I’ve pulled a few instances like that with the note “Documentation needed!” though a couple of times the specifics were what I was actually looking for, so I spent another couple of hours tracking down valid sources online so I could rewrite that part and give sources.
In terms of the animism issue, I came across one with such a contradiction and found it rested on statistics: in proportion to the whole, X was shrinking, while in absolute numbers X was growing.
Though even then Wikipedia has an advantage: if you’re not convinced some statement is accurate, you can insert a “Documentation needed” flag, the presence of which does two things: (1) warns readers that the information may not be sound; and (2) frequently stimulates people interested in the topic and knowledgeable to do research and find documentation (I exchanged messages one day with a guy who read articles looking for that very flag; he just enjoyed doing research).
Anne always remembered the silvery, peaceful beauty and fragrant calm of that night. It was the last night before sorrow touched her life; and no life is ever quite the same again when once that cold, sanctifying touch has been laid upon it.”
We have been listening to the entire series of “Anne” by L M Montgomery. I am enjoying some wonderful quotes.

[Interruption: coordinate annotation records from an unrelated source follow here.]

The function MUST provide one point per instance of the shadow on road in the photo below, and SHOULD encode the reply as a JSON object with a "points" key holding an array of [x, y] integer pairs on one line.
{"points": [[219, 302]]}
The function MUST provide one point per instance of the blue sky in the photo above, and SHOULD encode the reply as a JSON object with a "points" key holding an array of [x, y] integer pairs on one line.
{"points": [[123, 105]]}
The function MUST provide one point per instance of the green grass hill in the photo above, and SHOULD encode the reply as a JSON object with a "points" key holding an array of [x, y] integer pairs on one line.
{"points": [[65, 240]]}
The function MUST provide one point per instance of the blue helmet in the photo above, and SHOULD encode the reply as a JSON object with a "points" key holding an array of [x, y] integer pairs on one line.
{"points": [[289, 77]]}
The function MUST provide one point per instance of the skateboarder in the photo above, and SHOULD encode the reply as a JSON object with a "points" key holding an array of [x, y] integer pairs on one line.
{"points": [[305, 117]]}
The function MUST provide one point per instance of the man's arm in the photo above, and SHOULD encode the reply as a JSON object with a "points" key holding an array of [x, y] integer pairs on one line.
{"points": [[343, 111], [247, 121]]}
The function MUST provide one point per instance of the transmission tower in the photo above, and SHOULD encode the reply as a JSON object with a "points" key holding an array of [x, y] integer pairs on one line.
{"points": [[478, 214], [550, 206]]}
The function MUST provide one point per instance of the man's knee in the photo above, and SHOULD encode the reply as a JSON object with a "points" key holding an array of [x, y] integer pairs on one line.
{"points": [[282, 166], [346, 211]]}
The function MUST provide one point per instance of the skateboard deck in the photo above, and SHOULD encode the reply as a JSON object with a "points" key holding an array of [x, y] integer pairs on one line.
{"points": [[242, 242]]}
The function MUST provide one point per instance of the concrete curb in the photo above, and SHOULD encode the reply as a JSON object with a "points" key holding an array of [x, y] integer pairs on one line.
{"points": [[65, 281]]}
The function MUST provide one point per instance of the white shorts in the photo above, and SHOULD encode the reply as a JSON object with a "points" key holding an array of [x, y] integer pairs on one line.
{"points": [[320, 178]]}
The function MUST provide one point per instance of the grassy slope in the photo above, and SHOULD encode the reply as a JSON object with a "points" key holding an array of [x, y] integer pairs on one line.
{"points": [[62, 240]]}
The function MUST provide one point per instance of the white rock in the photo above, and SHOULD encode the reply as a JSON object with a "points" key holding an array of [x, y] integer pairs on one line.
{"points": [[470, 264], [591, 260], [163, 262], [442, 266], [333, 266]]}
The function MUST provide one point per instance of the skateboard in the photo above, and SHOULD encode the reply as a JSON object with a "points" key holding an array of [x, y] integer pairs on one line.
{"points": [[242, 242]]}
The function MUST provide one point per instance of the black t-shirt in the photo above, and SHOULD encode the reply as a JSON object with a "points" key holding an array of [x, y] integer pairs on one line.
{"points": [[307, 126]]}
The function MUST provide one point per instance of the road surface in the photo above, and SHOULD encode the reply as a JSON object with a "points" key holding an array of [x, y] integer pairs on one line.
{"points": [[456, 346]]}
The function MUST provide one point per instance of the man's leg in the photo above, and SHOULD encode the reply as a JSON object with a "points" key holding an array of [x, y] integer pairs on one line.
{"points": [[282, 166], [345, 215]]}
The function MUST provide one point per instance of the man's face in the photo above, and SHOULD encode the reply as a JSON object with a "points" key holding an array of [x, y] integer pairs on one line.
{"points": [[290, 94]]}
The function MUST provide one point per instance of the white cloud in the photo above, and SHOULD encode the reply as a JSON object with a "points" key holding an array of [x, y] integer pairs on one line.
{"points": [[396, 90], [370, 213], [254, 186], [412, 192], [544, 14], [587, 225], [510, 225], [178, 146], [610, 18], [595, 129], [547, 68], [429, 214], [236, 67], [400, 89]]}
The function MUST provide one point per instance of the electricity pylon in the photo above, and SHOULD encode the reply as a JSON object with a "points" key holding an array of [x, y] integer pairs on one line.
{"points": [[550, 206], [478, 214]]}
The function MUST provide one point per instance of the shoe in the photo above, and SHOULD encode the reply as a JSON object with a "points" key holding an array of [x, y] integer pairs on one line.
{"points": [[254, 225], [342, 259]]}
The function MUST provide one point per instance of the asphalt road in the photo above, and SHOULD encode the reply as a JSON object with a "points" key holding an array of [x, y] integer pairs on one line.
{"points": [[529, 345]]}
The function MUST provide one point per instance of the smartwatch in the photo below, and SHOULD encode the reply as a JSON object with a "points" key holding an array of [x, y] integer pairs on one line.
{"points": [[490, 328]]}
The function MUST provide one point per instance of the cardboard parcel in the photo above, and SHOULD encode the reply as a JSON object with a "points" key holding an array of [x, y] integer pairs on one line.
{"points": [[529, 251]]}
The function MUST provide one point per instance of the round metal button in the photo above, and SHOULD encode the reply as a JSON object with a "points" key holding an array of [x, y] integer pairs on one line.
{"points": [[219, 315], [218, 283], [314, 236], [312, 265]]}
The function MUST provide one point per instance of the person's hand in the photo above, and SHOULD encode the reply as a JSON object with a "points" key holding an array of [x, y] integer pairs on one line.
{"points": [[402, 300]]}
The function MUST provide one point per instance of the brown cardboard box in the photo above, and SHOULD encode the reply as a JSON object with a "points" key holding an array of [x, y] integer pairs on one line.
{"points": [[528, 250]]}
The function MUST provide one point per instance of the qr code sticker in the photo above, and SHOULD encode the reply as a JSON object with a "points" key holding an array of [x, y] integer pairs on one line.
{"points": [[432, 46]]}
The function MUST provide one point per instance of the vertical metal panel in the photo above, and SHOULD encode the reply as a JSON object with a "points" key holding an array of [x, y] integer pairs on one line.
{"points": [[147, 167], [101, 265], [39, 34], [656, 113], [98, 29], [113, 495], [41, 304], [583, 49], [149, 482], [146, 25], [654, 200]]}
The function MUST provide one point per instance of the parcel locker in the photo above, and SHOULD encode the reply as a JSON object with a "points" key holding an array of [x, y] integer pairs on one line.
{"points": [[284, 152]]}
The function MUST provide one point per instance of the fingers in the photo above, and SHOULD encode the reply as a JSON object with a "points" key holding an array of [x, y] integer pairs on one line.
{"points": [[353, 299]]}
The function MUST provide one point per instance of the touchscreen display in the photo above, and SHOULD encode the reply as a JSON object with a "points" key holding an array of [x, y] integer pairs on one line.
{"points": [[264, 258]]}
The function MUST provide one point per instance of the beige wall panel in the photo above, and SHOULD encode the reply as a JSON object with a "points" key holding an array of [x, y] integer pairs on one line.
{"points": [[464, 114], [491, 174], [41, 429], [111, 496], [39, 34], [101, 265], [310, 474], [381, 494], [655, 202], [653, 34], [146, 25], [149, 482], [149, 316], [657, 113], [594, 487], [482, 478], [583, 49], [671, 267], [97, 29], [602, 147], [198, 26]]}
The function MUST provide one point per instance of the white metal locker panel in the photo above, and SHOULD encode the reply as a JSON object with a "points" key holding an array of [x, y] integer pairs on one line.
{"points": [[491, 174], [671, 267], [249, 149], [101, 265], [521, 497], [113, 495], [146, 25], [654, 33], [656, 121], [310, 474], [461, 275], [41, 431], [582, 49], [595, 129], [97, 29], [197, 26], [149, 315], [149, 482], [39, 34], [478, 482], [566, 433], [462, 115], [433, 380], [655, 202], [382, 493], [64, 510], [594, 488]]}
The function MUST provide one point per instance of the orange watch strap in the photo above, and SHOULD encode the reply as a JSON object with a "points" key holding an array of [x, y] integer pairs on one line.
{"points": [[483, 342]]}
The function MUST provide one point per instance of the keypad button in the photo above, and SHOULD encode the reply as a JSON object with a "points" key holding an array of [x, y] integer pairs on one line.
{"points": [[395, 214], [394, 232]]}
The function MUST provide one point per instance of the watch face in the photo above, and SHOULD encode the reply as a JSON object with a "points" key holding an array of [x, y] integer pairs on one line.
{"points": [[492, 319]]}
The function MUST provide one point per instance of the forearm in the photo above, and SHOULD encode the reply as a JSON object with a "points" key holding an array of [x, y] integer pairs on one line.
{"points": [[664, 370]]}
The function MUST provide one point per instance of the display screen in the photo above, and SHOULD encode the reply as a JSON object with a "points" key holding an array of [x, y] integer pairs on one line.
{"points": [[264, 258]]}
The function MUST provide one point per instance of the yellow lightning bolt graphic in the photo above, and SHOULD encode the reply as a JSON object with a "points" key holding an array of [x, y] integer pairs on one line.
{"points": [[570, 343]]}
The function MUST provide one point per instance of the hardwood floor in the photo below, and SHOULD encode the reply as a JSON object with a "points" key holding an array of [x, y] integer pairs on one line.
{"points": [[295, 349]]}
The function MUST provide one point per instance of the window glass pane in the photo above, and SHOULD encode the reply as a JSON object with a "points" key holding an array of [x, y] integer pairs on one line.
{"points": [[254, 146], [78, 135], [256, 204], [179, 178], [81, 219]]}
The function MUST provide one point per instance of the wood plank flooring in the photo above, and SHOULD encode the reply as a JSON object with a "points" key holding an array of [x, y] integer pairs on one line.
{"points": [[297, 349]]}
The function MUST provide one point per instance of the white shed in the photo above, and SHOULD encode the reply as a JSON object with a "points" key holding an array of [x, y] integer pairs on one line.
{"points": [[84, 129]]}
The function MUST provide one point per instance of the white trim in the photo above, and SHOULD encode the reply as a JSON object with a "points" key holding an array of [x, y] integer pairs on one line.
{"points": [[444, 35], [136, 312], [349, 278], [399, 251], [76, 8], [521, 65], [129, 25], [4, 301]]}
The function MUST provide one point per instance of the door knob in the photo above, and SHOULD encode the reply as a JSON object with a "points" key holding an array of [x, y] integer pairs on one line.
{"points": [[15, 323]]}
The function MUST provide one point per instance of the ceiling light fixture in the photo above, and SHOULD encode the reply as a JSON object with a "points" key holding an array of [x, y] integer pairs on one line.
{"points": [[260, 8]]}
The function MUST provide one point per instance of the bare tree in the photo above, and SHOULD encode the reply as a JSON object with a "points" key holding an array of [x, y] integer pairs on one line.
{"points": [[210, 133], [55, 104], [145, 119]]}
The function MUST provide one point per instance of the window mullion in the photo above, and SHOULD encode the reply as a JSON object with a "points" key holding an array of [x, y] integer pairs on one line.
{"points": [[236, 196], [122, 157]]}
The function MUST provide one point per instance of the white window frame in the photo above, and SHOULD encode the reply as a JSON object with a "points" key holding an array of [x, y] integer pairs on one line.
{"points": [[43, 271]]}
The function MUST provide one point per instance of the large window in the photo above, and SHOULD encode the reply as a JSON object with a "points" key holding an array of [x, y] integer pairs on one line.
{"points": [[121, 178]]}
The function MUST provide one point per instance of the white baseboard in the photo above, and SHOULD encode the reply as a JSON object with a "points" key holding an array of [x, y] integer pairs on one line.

“Isn’t it splendid to think of all the things there are to find out about? It just makes me feel glad to be alive–it’s such an interesting world. It wouldn’t be half so interesting if we know all about everything, would it? There’d be no scope for imagination then, would there?But am I talking too much? People are always telling me I do. Would you rather I didn’t talk? If you say so I’ll stop. I can STOP when I make up my mind to it, although it’s difficult.”